Text-to-Speech

One-Line Summary: Generating natural-sounding human speech from written text, progressing from concatenative and parametric methods to neural systems (Tacotron, WaveNet, FastSpeech) that approach human-level naturalness.

Prerequisites: sequence-to-sequence-models.md, attention-mechanism.md, recurrent-neural-networks.md, automatic-speech-recognition.md

What Is Text-to-Speech?

Imagine reading a bedtime story aloud. Your brain performs an intricate transformation: it parses the text to determine pronunciation (is "read" past or present tense?), decides where to place emphasis and pauses, modulates pitch to convey emotion, and orchestrates dozens of muscles to produce a continuous, expressive sound wave. Text-to-speech (TTS) synthesis attempts to replicate this entire process computationally -- converting a string of characters into an audio waveform that sounds natural, intelligible, and appropriately expressive.

TTS is the inverse of automatic speech recognition (see automatic-speech-recognition.md): where ASR converts sound to text, TTS converts text to sound. Modern TTS systems power voice assistants, audiobook narration, accessibility tools for the visually impaired, navigation systems, and increasingly, voice cloning and personalized digital avatars. The field has undergone a dramatic transformation since 2016, with neural approaches achieving near-human naturalness for the first time.

How It Works

The TTS Pipeline

Most TTS systems decompose synthesis into three stages:

1. Text Analysis (Front-End): Converts raw text into a linguistic representation. This includes text normalization (expanding "Dr." to "Doctor," "$3.50" to "three dollars and fifty cents"), grapheme-to-phoneme conversion (mapping spelling to pronunciation using rules or learned models), prosody prediction (determining stress patterns, intonation contours, and phrasing), and part-of-speech disambiguation (see part-of-speech-tagging.md).

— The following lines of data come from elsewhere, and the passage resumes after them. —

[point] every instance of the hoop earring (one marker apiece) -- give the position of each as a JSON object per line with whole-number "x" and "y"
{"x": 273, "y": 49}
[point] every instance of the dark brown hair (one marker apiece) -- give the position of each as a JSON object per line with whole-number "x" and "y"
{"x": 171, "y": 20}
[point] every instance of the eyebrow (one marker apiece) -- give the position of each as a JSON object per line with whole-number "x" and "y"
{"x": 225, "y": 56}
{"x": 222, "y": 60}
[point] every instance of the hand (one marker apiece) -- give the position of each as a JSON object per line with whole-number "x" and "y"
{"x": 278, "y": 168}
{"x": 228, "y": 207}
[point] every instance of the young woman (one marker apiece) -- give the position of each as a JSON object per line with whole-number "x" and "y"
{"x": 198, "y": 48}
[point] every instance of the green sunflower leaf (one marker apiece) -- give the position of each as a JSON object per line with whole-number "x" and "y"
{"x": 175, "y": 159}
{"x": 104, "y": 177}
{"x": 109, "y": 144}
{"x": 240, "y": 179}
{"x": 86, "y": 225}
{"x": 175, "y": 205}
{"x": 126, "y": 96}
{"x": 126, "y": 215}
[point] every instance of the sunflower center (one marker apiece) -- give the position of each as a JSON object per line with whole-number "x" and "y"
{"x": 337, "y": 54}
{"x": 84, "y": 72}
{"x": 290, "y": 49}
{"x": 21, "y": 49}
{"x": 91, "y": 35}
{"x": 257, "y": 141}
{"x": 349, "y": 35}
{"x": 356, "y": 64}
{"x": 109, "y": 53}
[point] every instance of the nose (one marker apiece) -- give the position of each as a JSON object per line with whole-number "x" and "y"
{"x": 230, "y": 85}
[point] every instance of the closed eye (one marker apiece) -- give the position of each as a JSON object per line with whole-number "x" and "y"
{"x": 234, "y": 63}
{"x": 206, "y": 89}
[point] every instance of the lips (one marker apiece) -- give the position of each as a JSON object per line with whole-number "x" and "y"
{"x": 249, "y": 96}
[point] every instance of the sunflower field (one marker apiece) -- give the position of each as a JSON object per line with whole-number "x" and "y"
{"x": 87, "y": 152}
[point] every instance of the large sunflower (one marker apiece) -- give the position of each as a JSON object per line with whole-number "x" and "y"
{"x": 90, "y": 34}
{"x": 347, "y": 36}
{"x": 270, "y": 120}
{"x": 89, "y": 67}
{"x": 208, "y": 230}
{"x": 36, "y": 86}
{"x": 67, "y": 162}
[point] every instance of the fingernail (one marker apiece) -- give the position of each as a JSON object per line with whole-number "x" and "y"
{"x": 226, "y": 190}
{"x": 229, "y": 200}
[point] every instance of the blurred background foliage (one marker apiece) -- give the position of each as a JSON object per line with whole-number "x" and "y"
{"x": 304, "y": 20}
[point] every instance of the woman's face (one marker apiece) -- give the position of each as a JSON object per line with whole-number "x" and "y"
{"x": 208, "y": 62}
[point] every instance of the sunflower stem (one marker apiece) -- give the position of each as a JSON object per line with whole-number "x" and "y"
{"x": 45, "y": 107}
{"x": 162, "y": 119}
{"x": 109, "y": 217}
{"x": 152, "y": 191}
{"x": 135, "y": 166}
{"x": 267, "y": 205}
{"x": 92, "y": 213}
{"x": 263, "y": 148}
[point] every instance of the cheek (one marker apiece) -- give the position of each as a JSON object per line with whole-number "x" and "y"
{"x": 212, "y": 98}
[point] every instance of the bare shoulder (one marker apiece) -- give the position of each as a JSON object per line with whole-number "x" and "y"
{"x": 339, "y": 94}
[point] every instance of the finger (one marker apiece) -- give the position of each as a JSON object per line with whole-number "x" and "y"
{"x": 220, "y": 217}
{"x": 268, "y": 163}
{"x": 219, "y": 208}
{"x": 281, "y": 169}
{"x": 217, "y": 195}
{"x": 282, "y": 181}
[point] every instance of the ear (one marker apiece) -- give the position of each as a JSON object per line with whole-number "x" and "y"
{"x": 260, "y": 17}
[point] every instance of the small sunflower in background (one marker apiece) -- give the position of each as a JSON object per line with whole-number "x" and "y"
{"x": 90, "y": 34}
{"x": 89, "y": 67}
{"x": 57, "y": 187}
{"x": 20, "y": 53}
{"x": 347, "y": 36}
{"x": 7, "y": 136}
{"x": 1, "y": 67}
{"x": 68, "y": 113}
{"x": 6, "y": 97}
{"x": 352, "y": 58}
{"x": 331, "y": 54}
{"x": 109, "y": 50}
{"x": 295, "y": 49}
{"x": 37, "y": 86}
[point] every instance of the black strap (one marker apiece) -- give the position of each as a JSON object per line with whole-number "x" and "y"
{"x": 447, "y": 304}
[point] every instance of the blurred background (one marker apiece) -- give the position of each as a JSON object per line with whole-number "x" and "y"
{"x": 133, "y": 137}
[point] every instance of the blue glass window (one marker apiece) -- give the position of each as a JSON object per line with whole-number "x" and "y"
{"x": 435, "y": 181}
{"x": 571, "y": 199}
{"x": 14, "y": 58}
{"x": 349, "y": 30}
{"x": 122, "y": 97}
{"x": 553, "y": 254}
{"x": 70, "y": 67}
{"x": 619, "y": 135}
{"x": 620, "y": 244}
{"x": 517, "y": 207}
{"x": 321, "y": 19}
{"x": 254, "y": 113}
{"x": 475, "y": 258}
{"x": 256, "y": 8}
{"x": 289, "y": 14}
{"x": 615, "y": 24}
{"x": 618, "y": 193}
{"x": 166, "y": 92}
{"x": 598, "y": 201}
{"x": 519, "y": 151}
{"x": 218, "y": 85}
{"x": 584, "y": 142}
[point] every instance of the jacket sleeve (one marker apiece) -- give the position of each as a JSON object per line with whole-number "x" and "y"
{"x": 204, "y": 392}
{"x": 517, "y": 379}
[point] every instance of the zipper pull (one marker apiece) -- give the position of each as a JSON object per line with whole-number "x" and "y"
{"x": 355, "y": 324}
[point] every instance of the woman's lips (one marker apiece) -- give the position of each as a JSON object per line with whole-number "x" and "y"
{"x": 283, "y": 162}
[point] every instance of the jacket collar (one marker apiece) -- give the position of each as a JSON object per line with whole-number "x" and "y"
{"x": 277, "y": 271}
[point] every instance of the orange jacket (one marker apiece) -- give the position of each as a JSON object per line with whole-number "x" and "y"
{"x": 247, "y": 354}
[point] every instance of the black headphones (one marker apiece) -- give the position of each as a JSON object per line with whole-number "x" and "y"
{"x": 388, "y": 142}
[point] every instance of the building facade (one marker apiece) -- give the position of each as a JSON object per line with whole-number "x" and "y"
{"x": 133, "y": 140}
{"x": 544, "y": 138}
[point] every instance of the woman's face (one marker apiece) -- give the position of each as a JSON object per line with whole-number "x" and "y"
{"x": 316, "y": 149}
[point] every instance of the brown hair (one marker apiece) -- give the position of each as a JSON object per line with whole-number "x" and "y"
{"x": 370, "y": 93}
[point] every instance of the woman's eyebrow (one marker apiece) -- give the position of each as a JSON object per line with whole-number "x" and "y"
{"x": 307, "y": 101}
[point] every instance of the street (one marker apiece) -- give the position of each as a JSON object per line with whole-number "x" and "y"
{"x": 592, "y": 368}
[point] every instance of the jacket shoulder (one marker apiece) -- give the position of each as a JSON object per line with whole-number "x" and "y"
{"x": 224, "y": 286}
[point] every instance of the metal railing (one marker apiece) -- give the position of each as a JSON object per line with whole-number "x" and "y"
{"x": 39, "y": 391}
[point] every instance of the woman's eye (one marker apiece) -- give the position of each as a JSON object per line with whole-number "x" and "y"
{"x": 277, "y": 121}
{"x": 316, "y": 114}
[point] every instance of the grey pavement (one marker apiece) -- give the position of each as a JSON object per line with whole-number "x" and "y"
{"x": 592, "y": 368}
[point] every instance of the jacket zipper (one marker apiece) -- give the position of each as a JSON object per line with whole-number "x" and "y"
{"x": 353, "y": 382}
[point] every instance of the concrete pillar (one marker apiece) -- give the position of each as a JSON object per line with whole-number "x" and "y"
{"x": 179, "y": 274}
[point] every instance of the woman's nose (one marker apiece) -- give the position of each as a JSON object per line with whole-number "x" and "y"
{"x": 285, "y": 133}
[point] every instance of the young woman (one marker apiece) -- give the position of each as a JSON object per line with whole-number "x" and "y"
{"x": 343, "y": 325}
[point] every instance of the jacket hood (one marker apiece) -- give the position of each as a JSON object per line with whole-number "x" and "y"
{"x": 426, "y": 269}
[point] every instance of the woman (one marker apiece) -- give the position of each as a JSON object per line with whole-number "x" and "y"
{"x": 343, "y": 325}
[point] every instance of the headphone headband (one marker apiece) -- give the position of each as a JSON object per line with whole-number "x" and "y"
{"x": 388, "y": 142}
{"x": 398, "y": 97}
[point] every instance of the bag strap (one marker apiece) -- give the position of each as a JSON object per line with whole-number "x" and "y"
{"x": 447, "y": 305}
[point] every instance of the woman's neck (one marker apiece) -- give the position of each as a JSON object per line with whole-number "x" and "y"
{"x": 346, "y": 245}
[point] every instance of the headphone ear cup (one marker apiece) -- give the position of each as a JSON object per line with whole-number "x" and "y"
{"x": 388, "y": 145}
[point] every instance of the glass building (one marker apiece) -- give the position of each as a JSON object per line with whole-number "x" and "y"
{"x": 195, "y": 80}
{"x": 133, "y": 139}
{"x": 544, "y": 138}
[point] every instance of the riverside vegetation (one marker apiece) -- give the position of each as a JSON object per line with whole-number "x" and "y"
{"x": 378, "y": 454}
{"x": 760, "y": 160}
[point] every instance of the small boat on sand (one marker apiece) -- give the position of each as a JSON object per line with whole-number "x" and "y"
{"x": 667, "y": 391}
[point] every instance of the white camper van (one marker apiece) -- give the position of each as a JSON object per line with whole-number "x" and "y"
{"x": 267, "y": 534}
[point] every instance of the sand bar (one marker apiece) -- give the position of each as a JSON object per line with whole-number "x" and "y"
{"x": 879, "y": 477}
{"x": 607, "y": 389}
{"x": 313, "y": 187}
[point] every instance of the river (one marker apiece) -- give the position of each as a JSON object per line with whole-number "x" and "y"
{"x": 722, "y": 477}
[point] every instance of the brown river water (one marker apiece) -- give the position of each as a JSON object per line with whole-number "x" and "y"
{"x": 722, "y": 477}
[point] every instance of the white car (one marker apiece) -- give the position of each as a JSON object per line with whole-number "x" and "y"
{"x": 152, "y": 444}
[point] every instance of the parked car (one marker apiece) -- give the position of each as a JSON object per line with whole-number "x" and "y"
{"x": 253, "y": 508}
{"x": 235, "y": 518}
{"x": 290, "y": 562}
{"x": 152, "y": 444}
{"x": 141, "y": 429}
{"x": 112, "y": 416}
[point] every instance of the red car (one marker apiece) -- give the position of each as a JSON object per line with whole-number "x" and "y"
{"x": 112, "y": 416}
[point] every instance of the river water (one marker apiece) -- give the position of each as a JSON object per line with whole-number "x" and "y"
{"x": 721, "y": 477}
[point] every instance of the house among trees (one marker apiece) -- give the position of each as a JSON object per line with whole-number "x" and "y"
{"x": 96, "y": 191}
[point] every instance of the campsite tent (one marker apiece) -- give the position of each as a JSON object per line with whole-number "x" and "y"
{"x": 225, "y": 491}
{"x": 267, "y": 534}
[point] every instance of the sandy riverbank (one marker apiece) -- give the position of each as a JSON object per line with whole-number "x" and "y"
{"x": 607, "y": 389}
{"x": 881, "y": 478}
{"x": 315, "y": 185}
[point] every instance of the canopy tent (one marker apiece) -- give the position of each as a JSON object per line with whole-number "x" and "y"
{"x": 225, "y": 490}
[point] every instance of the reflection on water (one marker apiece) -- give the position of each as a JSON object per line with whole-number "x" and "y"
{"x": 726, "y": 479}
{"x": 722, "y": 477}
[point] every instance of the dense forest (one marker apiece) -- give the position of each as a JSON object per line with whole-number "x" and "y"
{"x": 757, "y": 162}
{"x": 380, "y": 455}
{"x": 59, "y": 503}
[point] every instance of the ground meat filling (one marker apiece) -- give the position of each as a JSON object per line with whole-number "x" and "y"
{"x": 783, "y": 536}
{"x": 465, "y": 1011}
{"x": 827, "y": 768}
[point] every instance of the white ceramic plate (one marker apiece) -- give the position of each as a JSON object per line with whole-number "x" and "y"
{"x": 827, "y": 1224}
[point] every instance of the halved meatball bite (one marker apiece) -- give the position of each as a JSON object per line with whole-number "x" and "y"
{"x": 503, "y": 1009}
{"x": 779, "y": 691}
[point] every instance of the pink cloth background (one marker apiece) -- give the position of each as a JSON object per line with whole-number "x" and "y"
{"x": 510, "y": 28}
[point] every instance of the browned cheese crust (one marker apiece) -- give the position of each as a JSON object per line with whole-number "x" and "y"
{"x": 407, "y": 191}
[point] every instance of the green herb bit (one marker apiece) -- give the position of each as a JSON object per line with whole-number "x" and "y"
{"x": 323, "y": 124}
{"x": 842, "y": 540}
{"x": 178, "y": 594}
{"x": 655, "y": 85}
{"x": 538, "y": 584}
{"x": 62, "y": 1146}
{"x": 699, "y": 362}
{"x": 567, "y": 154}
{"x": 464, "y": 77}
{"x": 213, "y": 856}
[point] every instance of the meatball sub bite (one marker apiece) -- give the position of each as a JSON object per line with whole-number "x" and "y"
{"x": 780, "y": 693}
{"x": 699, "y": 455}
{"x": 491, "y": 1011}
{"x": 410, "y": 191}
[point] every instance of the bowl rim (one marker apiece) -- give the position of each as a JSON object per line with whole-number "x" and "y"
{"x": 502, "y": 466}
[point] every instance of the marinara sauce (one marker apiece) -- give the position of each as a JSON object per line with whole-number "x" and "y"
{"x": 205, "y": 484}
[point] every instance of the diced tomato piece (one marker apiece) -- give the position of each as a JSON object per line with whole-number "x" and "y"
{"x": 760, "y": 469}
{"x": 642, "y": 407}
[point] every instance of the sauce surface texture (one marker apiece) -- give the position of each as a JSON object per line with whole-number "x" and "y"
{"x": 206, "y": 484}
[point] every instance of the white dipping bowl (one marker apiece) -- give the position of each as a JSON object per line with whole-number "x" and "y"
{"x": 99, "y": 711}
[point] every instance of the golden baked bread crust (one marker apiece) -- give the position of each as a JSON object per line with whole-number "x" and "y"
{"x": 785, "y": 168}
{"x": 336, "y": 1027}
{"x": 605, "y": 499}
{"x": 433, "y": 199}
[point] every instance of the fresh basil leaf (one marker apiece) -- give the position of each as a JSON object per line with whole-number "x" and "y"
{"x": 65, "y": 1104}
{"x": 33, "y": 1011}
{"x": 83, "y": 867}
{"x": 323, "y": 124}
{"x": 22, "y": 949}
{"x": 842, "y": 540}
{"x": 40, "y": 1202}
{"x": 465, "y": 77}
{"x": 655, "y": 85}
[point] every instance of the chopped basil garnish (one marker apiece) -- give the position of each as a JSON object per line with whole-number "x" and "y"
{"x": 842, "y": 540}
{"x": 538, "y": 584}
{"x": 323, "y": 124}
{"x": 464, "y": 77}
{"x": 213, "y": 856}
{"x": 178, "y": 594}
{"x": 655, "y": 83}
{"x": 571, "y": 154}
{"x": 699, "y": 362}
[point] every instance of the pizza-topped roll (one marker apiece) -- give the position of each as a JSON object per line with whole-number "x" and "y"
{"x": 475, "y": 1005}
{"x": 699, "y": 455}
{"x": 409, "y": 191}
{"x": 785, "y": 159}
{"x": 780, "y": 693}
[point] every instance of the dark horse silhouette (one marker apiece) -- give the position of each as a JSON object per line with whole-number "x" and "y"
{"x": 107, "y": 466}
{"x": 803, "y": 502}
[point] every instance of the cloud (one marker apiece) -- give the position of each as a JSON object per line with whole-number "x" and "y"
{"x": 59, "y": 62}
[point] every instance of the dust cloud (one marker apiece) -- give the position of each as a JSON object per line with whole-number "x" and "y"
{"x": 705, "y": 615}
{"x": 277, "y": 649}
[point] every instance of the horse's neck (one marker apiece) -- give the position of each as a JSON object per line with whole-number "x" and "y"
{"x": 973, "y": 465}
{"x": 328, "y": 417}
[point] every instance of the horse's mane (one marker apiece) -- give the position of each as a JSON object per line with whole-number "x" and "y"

2. Acoustic Model: Maps the linguistic representation to acoustic features -- typically a Mel-spectrogram (80 Mel-frequency bins computed from 50 ms frames). This is the core generative component that determines how each phoneme sounds in context.

3. Vocoder: Converts the Mel-spectrogram into a raw audio waveform (typically 16 kHz or 24 kHz sampling rate, producing 16,000--24,000 samples per second). This is the most computationally intensive stage.

Concatenative Synthesis (1990s--2010s)

Concatenative TTS stores a large database of recorded speech segments (diphones, half-phones, or longer units) and selects and concatenates the best-matching segments for each utterance. Unit selection systems like Festival and AT&T Natural Voices maintained databases of 10--40 hours of recorded speech. Quality could be excellent when appropriate units existed, but suffered audible discontinuities at concatenation boundaries and could not generalize beyond the recorded voice.

Parametric Synthesis

Statistical parametric synthesis (Zen et al., 2009) uses HMMs or DNNs to predict acoustic parameters (fundamental frequency, spectral envelope, aperiodicity) frame by frame. This produces smoother output than concatenation but sounds "buzzy" or robotic because the vocoder (typically STRAIGHT or WORLD) reconstructs the waveform from oversimplified parameters. The sound quality ceiling was fundamentally limited by the parametric vocoder.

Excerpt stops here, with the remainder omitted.